Measuring The Results of a Sales Plan
One of the problems with processes that take a long time to complete is tracking progress. Given that the average sales cycle (from the time of first contact) is between 9 and 18 months long, it is no wonder that executives often have issues with sales progress reporting.
If the discrete activities of the sales process are separated out and clearly defined, reporting on sales progress is as simple as defining the movement from one stage to the next.
Here are some guidelines:
1. 10% of raw leads convert to "Qualified Prospects"
2. 30% of "Qualified Prospects" convert to "Sales Pipeline"
3. 30%+ of "Sales Pipeline" will convert to "Closed-Won"
These guidelines assume that a strong sales process is in place and running effectively. If the process is followed, conversion from one stage to the next will be clear and easily reported.

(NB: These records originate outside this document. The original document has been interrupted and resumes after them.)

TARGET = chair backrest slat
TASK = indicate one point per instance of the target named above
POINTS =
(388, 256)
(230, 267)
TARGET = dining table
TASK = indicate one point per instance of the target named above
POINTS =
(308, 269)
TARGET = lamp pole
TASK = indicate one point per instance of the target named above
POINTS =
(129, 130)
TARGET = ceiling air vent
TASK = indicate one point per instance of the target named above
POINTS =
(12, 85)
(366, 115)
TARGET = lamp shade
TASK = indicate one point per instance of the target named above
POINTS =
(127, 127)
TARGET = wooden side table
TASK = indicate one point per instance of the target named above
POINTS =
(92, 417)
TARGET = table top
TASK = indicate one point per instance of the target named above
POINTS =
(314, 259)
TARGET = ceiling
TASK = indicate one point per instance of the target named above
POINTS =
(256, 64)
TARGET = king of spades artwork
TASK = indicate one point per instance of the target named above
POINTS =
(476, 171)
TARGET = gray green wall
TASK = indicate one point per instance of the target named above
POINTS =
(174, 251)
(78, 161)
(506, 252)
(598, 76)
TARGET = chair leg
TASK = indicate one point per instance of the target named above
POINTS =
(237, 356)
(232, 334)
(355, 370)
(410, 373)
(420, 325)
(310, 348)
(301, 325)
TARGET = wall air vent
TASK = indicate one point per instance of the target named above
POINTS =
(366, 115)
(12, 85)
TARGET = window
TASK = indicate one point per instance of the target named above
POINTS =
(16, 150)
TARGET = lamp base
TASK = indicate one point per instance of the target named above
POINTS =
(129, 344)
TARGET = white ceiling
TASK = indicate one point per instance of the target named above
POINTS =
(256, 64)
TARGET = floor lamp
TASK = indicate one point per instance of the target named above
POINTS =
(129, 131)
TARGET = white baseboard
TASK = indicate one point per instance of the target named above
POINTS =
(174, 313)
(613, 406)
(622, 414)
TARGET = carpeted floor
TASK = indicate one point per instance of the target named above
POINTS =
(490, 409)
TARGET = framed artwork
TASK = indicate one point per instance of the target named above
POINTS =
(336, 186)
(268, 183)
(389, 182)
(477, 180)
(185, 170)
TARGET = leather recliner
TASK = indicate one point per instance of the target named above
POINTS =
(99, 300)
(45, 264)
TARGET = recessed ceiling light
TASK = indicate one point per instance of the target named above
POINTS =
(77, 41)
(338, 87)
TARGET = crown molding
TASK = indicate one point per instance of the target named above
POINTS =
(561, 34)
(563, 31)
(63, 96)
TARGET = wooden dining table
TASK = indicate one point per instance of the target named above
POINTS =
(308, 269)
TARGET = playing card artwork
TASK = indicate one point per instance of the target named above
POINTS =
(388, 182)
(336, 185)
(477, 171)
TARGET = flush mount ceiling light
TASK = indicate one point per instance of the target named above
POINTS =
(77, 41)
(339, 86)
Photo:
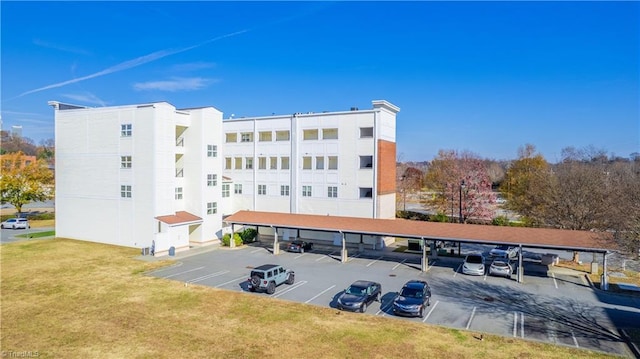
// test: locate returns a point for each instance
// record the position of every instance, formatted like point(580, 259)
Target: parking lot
point(559, 307)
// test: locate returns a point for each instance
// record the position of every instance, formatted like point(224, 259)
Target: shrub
point(248, 235)
point(226, 239)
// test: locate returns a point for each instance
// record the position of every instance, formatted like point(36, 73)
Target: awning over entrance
point(530, 237)
point(180, 218)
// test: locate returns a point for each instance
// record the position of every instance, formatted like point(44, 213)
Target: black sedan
point(359, 295)
point(413, 298)
point(299, 246)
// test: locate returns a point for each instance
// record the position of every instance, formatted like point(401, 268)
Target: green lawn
point(73, 299)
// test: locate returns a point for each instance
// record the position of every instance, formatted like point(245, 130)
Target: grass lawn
point(70, 299)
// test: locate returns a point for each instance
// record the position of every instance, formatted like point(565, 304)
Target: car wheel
point(271, 288)
point(363, 308)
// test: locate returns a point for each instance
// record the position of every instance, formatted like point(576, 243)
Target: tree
point(526, 183)
point(460, 184)
point(22, 183)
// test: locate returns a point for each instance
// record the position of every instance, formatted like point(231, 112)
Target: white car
point(504, 251)
point(16, 223)
point(473, 264)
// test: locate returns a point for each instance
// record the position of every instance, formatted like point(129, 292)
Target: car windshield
point(474, 259)
point(353, 290)
point(411, 293)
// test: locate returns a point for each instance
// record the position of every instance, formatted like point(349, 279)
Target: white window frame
point(125, 162)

Sales progress reporting is a difficult activity to maintain, mostly due to the variable nature of the sales process. Just as in a manufacturing process, there are times where the sales cycle halts, making reporting somewhat bland. A strong sales process can shorten the sales cycle considerably, but control of the timing of close ultimately rests with the buyer. A strong sales progress reporting system will reveal all of the steps of the process and stage of completion. No salesperson can guarantee the outcome of a sale until the order is placed, but all salespeople should be able to demonstrate that all of the critical steps of the sales process were completed.